When you can’t find Hardison on the tennis court, try Pebble Beach, or St. Cloud outside Paris or even St. Andrews, where he’s a member of the Royal and Ancient. Hardison, a retired insurance broker from Laguna Beach, loves to play golf. Even more, he loves its traditions, its history, especially the old tools of the trade.

As a member of the board of both the state and international Golf Collectors Societies, Hardison, a thoroughly comfortable man, appears at a half-dozen clinics a year around the Southland, appraising old golf clubs and spinning links lore from the days when men were of iron and shafts were of wood.

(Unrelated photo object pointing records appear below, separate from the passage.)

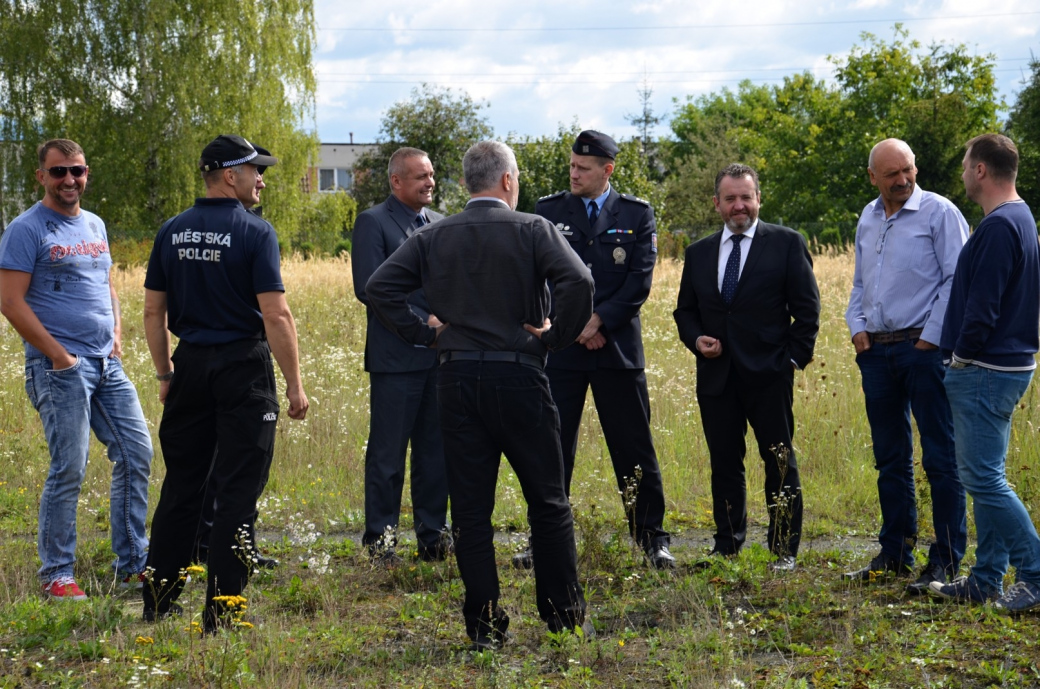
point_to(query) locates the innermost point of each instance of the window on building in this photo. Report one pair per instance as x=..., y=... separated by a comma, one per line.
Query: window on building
x=334, y=179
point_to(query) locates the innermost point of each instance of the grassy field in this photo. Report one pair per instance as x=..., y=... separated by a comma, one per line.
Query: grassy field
x=329, y=618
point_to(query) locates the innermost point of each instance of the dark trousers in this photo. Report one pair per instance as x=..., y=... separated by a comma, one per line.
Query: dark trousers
x=487, y=410
x=404, y=407
x=899, y=378
x=623, y=404
x=725, y=418
x=223, y=394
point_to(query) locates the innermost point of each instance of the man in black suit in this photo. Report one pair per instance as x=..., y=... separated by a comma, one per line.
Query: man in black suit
x=616, y=236
x=485, y=273
x=750, y=314
x=403, y=377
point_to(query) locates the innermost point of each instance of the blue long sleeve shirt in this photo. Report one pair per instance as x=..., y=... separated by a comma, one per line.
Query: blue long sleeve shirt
x=993, y=315
x=905, y=264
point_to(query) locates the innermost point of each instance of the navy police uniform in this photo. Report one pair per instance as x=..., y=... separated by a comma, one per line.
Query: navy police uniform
x=211, y=261
x=621, y=250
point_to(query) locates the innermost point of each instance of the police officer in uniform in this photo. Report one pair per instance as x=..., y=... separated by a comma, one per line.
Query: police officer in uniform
x=259, y=560
x=214, y=277
x=615, y=235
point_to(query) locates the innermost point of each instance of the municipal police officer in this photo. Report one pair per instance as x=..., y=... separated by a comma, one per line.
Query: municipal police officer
x=615, y=235
x=214, y=278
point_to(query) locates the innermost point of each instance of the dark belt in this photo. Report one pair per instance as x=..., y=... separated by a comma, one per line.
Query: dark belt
x=496, y=357
x=895, y=336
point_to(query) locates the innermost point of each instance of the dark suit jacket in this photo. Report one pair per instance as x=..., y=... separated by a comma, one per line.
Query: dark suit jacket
x=774, y=317
x=379, y=232
x=622, y=265
x=485, y=272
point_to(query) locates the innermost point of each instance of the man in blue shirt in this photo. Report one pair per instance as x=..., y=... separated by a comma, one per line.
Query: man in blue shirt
x=990, y=337
x=214, y=280
x=907, y=243
x=56, y=290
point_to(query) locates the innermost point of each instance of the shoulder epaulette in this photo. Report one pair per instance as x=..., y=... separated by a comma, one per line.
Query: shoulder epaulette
x=629, y=197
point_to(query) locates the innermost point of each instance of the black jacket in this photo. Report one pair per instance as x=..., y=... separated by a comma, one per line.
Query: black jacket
x=621, y=251
x=379, y=232
x=773, y=321
x=484, y=272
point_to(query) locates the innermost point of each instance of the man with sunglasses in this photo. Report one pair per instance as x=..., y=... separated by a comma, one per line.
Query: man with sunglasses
x=55, y=289
x=214, y=280
x=907, y=244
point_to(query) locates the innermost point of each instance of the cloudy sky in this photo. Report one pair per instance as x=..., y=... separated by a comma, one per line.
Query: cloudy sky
x=539, y=64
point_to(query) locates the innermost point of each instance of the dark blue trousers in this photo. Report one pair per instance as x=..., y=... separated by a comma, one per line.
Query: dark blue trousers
x=899, y=379
x=488, y=410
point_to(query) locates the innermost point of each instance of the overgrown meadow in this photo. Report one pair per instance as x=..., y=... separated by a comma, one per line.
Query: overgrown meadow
x=327, y=617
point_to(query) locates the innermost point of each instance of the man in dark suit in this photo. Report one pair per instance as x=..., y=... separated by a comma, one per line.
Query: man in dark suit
x=403, y=377
x=615, y=235
x=750, y=314
x=485, y=272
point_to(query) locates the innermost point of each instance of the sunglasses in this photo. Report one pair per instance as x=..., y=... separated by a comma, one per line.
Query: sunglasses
x=59, y=172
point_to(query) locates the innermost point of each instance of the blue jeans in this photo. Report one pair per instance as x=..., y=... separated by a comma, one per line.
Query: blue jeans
x=983, y=401
x=93, y=393
x=899, y=379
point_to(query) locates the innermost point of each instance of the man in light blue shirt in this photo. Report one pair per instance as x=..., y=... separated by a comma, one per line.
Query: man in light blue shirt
x=907, y=244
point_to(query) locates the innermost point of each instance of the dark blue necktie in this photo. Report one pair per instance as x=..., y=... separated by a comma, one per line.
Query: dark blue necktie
x=732, y=273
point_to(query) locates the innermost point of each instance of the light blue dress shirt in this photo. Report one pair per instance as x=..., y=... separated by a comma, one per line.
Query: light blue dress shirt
x=600, y=200
x=905, y=265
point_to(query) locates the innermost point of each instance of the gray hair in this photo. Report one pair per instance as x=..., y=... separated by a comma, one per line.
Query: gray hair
x=899, y=143
x=396, y=164
x=736, y=171
x=485, y=163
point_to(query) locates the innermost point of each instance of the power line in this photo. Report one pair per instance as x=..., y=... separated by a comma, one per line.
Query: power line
x=603, y=79
x=671, y=27
x=418, y=75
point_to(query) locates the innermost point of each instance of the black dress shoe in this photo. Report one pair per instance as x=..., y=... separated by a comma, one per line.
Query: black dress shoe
x=660, y=558
x=879, y=567
x=524, y=559
x=933, y=571
x=782, y=563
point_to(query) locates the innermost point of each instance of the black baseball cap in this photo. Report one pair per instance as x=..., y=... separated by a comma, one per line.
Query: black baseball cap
x=229, y=150
x=595, y=143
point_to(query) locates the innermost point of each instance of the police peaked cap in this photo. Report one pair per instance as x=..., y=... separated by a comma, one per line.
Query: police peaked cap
x=229, y=150
x=595, y=143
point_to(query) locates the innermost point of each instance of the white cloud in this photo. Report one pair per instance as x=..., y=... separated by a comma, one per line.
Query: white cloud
x=535, y=79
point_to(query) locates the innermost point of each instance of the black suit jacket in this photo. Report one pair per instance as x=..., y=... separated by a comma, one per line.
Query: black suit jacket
x=379, y=232
x=622, y=263
x=773, y=321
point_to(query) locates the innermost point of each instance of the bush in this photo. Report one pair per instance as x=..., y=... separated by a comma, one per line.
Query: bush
x=128, y=252
x=831, y=236
x=327, y=221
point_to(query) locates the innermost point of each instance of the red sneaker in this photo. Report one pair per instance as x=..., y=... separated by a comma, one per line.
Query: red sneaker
x=65, y=588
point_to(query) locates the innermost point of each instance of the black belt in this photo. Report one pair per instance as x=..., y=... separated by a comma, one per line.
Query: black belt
x=895, y=336
x=496, y=357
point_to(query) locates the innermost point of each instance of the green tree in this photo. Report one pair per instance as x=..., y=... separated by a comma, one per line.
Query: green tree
x=144, y=84
x=439, y=121
x=1023, y=127
x=545, y=162
x=810, y=139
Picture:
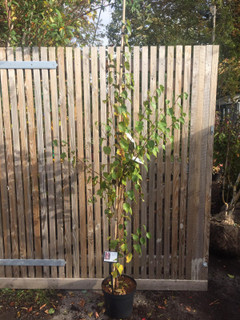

This, of course, was when clubs were named, not numbered. “In order of slant, there were the driving iron, midiron, mid-mashie, mashie iron, spade, mashie niblick and niblick,” Hardison recalls, the appellations rolling off his tongue like a sweet stroke down the middle. “Among woods, there was the driver, then the brassie, spoon, baffy. . . . The cleek--about a 5- or 6-wood--was misnamed here. In Scotland, all irons were cleeks; the word comes from that hook that holds the pot over the stove.”

Advertisement

What makes a hickory-shafted club valuable? “Rarity, of course; craftsmanship; sometimes the novelty. The old Hagen wedge, for example, a monster with a cup face that was outlawed. Or the cran cleek, with a piece of wood screwed into the back to soften the impact . . . . Some are quite valuable, but I always say, ‘Look, you’ve got something unique. Why not clean it up, hang it on the wall?’ Even the run-of-the-mill clubs, they’re beautiful.”